O estudo da construção de bobinas tem extrema importância didática, pois se pode explicar
o funcionamento de componentes eletrônicos que utilizam o magnetismo para seu funcionamento
como relés, transformadores, eletroímãs, campainhas, são encontrados em alto-falantes, filtros de
frequência e outros equipamentos muito utilizados atualmente. No caso das bobinas móveis,
presentes em muitos auto-falantes, ela é responsável pela transformação da corrente elétrica
alternada, que passa pelas suas espiras, em campo eletromagnético, produzindo assim um
movimento característico de vai e vem do cone fixado nela (AUTO SOM, 2006).

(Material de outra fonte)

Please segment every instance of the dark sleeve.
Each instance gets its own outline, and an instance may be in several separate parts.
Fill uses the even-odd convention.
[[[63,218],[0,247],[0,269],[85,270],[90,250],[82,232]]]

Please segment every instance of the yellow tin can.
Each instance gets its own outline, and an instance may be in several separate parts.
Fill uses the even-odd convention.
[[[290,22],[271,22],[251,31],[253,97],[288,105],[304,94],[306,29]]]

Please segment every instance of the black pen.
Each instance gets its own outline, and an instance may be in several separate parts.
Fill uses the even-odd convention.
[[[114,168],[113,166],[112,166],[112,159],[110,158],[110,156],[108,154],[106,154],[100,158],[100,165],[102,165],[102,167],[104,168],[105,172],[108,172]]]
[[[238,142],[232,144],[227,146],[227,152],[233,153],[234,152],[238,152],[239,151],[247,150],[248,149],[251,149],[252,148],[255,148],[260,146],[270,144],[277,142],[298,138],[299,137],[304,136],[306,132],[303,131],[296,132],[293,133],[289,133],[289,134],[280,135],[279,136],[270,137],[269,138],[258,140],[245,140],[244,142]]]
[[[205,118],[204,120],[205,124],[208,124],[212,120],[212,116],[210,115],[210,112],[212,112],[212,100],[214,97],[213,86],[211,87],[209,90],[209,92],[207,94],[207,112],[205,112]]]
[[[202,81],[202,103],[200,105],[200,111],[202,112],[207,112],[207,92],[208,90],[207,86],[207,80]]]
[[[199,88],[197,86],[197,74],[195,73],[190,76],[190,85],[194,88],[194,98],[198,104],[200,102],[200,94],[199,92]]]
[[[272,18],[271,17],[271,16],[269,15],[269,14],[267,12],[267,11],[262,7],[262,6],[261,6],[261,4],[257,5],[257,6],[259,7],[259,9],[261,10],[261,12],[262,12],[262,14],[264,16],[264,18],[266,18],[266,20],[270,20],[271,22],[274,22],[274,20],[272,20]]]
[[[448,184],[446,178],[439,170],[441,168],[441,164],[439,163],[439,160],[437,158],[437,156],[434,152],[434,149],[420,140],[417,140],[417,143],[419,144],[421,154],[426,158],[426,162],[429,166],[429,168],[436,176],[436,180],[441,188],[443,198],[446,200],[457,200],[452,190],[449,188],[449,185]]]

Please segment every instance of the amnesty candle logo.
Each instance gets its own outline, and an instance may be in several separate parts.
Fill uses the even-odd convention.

No caso dos indutores concebidos de forma artesanal, para auxílio em prática experimentais,
a grande dificuldade está em sua construção física, pois muitas vezes suas espiras são enroladas de
forma não homogênea, prejudicando, tanto no enrolamento das camadas quanto no valor da
indutância final.
A proposta desse trabalho está na apresentação da construção de um enrolador de bobinas
utilizando componentes de baixo custo e de fácil aquisição, como madeiras, fusos, parafusos e
alguns componentes eletrônicos. Para a quantificação do número de espiras será utilizado um
software gratuito onde o valor da indutância depende das dimensões físicas do núcleo da bobina.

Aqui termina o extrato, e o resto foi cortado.